"It's the most smoothly engineered crowd-pleaser I've seen in a minute, and I don't mean that entirely as a compliment. All I could see, in the end, was that engineering. It's a science-fiction comedy in which the science and the comedy-which is to say, the stakes and the humor-don't feed each other so much as cancel each other out."
"Gosling's character, Ryland Grace, is both a genius and a goofball. He has a nicely bickersome rapport with Rocky, an alien he befriends in space. And their language barrier is a continual source of amusement."

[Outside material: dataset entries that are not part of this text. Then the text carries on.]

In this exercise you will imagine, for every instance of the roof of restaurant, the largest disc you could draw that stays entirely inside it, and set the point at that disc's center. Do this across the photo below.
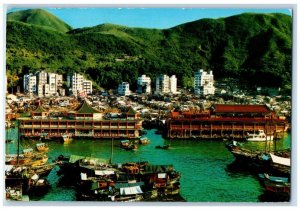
(224, 108)
(39, 109)
(85, 108)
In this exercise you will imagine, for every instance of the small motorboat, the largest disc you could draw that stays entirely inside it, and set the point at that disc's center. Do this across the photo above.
(144, 141)
(42, 147)
(66, 138)
(163, 147)
(127, 145)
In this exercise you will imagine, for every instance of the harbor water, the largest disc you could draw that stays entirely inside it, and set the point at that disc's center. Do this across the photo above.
(205, 165)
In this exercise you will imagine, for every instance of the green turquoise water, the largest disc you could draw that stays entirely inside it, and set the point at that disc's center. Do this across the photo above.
(205, 175)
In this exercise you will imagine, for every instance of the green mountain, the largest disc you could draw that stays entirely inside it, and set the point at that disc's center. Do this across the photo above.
(256, 48)
(39, 17)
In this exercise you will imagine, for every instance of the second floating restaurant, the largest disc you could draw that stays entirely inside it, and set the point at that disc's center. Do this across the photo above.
(223, 121)
(83, 122)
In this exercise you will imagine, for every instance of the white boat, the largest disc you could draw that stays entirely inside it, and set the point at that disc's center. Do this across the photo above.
(260, 136)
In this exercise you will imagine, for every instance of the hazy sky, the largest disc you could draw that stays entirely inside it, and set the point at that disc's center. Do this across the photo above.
(145, 17)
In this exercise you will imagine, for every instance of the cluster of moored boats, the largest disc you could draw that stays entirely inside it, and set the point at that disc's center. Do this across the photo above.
(273, 169)
(96, 179)
(93, 178)
(25, 173)
(133, 144)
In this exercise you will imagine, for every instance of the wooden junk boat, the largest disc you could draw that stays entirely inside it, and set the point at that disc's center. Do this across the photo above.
(144, 141)
(42, 147)
(127, 145)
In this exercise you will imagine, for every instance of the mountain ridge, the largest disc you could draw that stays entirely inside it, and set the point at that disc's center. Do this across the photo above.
(242, 46)
(39, 17)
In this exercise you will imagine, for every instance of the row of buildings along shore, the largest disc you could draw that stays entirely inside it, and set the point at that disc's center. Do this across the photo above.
(45, 84)
(220, 121)
(210, 111)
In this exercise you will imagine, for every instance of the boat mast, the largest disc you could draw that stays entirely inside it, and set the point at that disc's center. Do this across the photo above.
(112, 151)
(18, 143)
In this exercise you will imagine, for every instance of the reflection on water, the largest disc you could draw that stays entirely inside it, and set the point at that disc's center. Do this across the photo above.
(203, 166)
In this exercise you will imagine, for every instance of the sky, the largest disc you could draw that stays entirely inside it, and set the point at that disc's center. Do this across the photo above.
(160, 18)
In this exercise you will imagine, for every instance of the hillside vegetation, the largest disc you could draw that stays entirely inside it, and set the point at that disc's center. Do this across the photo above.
(39, 17)
(257, 48)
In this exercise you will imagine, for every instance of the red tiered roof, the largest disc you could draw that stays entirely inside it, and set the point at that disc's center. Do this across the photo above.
(224, 108)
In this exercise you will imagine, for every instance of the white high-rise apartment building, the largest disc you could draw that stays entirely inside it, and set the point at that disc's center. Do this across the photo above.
(29, 83)
(77, 83)
(162, 84)
(74, 82)
(166, 84)
(123, 89)
(52, 83)
(41, 77)
(87, 86)
(204, 83)
(173, 84)
(144, 84)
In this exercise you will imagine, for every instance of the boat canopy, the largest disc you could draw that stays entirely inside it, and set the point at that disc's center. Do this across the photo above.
(8, 168)
(101, 173)
(124, 185)
(280, 160)
(27, 150)
(124, 141)
(131, 190)
(40, 144)
(74, 158)
(158, 168)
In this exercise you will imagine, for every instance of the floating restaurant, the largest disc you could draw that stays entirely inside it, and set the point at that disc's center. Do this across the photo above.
(225, 121)
(83, 122)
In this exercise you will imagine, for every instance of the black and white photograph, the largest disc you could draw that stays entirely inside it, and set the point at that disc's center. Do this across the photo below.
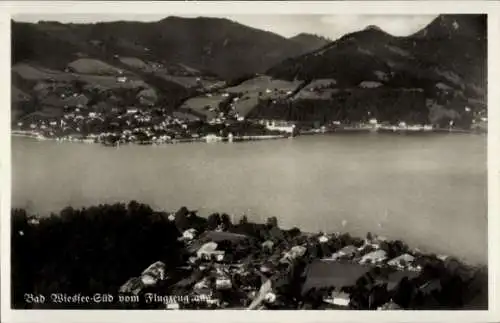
(246, 161)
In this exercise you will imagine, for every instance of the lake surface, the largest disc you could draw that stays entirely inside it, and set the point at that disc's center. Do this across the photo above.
(429, 190)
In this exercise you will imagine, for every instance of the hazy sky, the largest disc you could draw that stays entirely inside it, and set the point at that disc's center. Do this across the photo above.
(331, 26)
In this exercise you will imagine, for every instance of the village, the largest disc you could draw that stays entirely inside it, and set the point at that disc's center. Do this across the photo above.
(260, 266)
(154, 126)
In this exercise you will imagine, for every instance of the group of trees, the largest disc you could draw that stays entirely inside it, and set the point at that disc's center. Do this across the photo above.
(89, 250)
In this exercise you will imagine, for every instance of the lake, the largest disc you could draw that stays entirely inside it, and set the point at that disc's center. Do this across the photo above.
(428, 189)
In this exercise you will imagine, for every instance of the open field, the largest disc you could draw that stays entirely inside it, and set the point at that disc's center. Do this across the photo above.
(199, 104)
(263, 84)
(261, 87)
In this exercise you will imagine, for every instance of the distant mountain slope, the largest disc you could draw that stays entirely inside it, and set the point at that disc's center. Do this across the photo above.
(445, 62)
(437, 49)
(221, 46)
(309, 41)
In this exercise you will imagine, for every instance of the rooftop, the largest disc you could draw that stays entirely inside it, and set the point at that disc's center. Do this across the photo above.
(326, 273)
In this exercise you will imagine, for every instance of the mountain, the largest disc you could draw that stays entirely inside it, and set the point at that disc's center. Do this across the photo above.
(310, 41)
(171, 59)
(443, 66)
(221, 46)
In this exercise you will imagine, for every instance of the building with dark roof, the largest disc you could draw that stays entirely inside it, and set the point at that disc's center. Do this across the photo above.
(333, 274)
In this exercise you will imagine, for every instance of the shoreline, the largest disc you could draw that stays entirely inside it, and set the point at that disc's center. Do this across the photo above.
(267, 250)
(235, 139)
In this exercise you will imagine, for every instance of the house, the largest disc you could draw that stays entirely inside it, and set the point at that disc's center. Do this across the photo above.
(209, 250)
(223, 283)
(369, 84)
(189, 234)
(338, 298)
(374, 257)
(132, 110)
(401, 261)
(280, 126)
(294, 253)
(132, 286)
(430, 287)
(264, 290)
(154, 273)
(346, 252)
(332, 274)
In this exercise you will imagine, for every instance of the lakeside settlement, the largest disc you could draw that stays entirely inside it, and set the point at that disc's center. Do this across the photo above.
(145, 127)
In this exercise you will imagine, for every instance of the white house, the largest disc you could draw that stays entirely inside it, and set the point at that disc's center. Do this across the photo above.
(338, 298)
(280, 126)
(374, 257)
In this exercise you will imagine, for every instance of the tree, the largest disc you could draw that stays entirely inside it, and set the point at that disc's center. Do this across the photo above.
(226, 221)
(272, 222)
(214, 220)
(244, 220)
(93, 250)
(181, 219)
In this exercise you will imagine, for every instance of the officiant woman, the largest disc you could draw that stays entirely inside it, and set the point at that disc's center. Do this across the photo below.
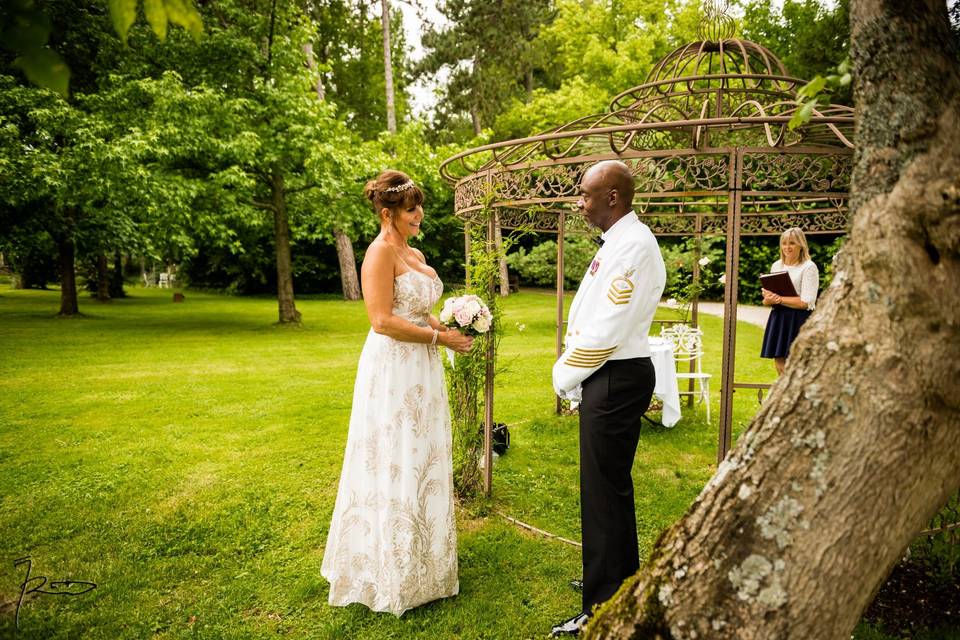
(789, 313)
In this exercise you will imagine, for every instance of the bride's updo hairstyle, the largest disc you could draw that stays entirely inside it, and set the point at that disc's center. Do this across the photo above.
(393, 190)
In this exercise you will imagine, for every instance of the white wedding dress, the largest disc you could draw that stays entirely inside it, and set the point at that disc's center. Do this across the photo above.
(392, 543)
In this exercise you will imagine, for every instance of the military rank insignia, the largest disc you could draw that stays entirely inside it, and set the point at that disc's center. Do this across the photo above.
(621, 289)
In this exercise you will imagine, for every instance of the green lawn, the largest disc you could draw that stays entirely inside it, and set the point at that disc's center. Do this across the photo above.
(185, 458)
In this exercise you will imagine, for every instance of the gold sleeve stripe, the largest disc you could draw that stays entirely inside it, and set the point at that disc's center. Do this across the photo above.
(590, 352)
(586, 360)
(590, 362)
(581, 366)
(620, 291)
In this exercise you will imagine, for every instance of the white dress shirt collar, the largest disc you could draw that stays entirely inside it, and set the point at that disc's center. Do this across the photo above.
(619, 227)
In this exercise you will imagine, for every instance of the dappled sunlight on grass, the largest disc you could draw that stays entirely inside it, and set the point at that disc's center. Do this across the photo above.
(186, 456)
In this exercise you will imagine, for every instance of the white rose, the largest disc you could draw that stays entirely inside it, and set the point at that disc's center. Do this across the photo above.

"Scott used comedy to grease the narrative wheels; here, the laughs tend to gum up the works. But there is something quite heartwarming about an interspecies buddy comedy."
Ryan Gosling stars in the film adaptation of Andy Weir's science-fiction novel Project Hail Mary. The movie follows Ryland Grace, a genius goofball who befriends an alien named Rocky in space. While the film occasionally delivers humor through their language barrier and bickering rapport, critic Justin Chang argues the comedy and stakes cancel each other out rather than enhance the narrative. The film functions as an interspecies buddy comedy with heartwarming elements. However, Chang finds it less effective than Ridley Scott's 2015 adaptation of another Weir novel, The Martian, where comedy served the story more effectively.